Their lengthy review provides an important overview of the procarcinogenic effects of numerous common chemicals, but perhaps the most significant conclusion of this work is to emphasize the pitfalls in the status quo for risk assessment. By focusing on categorizing single chemicals as ‘carcinogens,’ we neglect to acknowledge that combinations of chemicals that individually do not meet criteria to be categorized as ‘carcinogenic’ may act in synergistic ways to promote the development of cancer. Even recent efforts to evaluate the effects of chemical mixtures may be inadequate, as they mostly focus on chemicals with common cellular pathways or targets. What about the numerous compounds, as identified in this review, that act on disparate pathways and organs to contribute to a similar disease process in the body?
To address these problems, the authors propose several key principles for an improved framework for cumulative risk assessment, including consideration of the synergistic activity of:
chemicals that act via different pathways
chemicals that act on different target tissues
non-carcinogens that act at low doses to contribute to pro-carcinogenic processes
chemicals that are not structurally similar
Carcinogenesis, like many disease processes, is complicated, and identifying the numerous pathways and organs involved is – and will continue to be – an enormous scientific challenge. Slow progress can be made, nevertheless, with a shift towards testing real-world combinations of chemicals and by using the ‘Hallmarks of Cancer’ to guide relevant and appropriate research.

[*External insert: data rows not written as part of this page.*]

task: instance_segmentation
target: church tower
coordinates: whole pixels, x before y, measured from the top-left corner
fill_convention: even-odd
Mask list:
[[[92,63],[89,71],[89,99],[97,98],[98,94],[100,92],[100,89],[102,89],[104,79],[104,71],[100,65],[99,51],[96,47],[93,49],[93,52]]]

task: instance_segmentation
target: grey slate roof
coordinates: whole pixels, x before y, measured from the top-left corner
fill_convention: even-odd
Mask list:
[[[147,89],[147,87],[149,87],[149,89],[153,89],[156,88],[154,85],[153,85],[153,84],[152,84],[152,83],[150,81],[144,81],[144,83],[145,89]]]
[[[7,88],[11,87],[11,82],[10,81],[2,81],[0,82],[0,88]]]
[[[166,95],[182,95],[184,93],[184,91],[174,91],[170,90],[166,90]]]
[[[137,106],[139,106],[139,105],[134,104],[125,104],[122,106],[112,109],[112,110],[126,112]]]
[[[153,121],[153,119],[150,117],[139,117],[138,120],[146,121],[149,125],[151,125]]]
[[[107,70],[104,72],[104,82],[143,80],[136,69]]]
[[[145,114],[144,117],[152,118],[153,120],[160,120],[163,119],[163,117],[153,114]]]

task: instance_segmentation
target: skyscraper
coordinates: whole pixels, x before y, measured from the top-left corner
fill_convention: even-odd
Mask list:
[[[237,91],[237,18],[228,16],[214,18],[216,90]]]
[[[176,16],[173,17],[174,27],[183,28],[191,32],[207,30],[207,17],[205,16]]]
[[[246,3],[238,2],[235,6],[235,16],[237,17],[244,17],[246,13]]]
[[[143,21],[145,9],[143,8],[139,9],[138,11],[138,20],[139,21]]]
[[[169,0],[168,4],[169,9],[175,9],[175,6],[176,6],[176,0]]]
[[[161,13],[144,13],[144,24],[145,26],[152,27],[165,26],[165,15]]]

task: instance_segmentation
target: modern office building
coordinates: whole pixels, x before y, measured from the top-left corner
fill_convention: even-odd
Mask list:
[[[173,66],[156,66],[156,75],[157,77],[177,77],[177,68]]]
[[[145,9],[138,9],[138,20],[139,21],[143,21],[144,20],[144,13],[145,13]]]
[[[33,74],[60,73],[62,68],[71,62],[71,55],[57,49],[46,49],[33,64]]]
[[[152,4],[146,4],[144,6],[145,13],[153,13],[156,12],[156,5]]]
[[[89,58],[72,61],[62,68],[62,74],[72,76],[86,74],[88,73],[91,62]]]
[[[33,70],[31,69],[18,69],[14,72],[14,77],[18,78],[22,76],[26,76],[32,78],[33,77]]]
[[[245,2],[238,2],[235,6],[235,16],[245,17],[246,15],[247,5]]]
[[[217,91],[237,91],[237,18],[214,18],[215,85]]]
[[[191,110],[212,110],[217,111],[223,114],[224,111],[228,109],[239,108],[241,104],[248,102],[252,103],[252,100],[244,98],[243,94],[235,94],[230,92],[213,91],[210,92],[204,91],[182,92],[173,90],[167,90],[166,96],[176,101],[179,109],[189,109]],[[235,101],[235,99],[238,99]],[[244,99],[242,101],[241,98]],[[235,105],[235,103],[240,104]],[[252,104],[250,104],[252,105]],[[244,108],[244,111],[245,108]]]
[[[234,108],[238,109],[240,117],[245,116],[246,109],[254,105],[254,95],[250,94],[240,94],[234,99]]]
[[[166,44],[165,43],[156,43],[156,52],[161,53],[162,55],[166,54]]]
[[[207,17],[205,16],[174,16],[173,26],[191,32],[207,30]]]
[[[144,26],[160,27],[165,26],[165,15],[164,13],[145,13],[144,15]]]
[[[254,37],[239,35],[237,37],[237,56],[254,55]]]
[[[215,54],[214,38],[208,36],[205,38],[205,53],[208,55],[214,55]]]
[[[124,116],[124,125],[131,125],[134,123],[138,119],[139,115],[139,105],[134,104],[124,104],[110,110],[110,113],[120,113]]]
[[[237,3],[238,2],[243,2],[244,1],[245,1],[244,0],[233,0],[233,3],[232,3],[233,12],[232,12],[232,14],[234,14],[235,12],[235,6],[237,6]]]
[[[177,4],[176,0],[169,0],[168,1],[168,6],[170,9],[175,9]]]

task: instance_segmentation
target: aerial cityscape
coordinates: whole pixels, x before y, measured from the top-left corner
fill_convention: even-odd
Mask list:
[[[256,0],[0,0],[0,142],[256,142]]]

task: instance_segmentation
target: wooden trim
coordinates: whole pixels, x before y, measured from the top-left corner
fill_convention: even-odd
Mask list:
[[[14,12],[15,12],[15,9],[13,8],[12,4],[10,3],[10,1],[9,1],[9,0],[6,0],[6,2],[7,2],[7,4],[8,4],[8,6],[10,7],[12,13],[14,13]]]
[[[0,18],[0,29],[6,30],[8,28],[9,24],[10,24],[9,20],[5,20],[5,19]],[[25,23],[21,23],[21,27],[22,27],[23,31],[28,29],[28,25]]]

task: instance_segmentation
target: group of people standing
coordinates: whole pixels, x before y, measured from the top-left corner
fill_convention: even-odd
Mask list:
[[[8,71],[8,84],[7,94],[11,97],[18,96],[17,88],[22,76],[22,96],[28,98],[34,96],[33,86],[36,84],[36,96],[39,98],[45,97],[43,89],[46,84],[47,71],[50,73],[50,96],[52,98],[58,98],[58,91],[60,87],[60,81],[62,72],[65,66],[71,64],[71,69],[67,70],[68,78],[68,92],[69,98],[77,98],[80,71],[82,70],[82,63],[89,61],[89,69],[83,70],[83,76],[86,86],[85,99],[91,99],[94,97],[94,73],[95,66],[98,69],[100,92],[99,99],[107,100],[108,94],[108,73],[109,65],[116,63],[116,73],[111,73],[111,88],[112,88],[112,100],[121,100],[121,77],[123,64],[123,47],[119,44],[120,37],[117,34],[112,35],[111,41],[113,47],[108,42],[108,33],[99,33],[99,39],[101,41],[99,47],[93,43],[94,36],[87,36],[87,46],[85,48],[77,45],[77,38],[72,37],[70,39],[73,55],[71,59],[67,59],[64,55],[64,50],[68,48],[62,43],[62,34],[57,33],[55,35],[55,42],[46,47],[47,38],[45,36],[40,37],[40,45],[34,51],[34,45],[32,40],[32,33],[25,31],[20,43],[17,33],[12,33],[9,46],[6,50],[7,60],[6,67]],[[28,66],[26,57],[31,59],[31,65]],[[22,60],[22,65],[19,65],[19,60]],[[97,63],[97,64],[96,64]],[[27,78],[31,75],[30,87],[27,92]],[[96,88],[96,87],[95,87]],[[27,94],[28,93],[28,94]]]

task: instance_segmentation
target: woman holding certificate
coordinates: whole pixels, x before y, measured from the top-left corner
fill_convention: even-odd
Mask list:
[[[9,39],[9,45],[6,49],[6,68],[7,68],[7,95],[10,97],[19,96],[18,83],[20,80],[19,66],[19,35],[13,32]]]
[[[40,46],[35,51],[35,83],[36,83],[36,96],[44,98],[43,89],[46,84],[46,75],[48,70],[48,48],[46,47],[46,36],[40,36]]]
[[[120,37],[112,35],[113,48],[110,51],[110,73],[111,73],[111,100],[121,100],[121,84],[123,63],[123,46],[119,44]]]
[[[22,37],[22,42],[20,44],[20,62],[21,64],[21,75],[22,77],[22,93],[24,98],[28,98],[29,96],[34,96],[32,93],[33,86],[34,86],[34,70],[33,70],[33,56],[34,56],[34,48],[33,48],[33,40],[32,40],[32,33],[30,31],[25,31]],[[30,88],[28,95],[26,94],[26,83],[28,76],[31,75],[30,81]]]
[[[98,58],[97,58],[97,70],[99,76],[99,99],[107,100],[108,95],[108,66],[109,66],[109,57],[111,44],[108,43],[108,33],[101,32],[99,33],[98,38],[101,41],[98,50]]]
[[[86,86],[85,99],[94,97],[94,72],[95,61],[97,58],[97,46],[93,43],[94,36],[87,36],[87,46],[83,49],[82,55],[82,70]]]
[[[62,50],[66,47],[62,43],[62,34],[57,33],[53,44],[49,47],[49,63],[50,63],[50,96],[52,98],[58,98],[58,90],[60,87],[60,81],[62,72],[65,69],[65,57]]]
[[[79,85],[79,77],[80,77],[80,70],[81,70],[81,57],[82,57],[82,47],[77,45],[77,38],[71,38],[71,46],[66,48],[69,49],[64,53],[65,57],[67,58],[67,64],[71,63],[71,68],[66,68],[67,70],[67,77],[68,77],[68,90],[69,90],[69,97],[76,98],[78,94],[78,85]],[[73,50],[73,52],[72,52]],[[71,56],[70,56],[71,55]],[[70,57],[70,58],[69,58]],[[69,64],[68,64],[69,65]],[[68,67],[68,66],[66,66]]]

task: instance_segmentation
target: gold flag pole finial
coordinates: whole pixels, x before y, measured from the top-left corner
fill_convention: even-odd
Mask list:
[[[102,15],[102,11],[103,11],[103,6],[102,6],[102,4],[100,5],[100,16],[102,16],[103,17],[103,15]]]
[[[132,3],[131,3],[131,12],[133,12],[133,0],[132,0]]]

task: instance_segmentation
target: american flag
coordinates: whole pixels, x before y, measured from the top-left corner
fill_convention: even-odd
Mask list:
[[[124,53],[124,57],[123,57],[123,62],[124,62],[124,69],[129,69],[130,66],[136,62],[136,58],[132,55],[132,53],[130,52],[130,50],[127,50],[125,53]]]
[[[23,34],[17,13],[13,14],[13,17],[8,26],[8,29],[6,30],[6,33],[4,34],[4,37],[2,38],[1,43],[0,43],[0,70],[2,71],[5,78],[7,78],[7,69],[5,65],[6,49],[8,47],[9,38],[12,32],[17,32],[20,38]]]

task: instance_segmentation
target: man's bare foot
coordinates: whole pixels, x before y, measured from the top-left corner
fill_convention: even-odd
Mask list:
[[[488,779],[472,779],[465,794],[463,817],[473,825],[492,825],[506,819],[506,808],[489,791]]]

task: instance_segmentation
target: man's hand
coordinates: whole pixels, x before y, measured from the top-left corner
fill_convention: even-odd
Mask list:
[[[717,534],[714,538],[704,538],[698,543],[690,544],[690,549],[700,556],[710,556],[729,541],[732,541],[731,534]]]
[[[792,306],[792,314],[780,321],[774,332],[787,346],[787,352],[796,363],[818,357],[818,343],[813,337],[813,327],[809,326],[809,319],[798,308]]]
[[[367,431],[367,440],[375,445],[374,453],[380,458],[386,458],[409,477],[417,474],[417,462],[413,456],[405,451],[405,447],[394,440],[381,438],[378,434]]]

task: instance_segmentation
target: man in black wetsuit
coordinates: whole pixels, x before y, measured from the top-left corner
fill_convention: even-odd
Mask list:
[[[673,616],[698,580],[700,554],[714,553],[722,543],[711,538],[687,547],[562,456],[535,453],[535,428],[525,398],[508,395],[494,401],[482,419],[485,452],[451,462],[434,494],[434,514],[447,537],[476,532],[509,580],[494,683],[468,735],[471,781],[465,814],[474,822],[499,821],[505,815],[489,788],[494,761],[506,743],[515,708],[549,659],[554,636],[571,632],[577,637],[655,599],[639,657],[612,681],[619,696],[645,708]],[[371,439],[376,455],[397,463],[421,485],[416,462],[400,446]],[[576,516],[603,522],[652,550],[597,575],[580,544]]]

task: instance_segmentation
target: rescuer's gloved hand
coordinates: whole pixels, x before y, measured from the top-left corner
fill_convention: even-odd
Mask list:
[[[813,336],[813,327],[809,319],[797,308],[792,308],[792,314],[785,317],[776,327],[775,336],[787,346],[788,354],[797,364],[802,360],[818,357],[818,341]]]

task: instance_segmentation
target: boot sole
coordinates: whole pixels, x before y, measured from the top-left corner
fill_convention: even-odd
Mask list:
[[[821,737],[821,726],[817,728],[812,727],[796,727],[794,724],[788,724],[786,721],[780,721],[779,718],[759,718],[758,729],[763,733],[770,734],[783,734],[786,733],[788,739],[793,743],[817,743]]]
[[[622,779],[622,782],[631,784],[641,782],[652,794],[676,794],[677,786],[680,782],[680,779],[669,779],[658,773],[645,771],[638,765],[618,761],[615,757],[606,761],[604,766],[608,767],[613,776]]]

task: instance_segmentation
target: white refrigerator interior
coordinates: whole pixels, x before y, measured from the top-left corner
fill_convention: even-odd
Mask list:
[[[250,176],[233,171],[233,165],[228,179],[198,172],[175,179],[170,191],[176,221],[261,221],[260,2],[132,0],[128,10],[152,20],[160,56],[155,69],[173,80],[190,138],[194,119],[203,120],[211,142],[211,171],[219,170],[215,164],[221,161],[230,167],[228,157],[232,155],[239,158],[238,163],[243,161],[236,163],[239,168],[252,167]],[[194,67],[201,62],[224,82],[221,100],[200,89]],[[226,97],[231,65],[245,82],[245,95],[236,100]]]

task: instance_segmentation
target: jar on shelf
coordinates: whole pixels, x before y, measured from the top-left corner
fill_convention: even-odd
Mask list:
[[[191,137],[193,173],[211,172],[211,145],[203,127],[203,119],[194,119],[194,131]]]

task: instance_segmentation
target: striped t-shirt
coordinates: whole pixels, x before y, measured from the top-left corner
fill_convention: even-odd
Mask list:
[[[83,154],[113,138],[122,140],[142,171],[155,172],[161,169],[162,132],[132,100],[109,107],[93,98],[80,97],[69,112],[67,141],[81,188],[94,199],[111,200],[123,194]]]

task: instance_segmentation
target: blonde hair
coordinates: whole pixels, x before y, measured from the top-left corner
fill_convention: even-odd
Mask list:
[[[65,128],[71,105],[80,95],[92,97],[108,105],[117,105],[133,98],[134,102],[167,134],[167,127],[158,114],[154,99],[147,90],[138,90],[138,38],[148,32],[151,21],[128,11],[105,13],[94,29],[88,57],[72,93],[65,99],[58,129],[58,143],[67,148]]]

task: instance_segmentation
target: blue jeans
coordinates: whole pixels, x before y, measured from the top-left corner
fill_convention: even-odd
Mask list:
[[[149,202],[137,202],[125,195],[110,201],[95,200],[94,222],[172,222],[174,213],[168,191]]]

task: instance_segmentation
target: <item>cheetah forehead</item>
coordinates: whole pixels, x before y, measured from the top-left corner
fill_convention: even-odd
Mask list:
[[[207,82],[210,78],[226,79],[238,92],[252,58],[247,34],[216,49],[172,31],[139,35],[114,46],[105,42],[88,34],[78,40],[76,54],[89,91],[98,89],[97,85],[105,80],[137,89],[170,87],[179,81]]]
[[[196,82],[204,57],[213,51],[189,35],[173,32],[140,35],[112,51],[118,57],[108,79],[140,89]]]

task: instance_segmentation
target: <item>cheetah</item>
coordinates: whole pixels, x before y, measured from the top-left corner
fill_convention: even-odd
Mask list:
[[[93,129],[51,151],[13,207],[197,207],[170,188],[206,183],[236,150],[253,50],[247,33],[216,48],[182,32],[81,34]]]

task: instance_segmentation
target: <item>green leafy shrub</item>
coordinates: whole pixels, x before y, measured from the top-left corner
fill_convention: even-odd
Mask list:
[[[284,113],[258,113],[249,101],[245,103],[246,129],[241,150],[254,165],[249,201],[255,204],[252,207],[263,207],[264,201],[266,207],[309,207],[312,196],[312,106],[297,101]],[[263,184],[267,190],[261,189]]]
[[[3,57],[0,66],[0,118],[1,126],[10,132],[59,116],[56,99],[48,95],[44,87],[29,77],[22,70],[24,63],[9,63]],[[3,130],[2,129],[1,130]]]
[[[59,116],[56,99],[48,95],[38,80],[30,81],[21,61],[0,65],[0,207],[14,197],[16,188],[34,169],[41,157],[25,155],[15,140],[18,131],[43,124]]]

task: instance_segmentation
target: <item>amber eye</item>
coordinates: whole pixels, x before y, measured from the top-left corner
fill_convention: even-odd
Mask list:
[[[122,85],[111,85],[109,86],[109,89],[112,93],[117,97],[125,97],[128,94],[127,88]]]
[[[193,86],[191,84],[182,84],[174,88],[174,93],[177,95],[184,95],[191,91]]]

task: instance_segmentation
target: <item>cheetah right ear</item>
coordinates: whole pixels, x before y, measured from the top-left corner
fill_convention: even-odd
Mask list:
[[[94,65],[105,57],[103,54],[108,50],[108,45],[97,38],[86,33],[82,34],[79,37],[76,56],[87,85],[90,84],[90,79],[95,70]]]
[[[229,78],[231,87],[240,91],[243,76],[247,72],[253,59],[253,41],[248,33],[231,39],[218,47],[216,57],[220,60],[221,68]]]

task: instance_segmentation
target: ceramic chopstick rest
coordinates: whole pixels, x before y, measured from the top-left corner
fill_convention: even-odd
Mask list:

New technologies, such as high throughput screening, computational modeling and systems biology-based analysis, can aid in this process. However, the authors stress that traditional in vivo testing still holds an important place in cancer-related research – at least until there is appropriate validation of these emerging tools.
This publication highlights that our current chemical testing and risk assessment system is overly narrow and negates the complexity with which chemicals can interact in the body. We must broaden our approach to acknowledge that distinct chemicals can act in distinct ways at distinct sites – even at low doses – to contribute synergistically to a specific disease process. Reframing our perspective is daunting, and it will emphasize our limited knowledge about the mixtures of chemicals that we are exposed to everyday. But, if we can look up to see the forest, we may begin to make our way towards safer territory.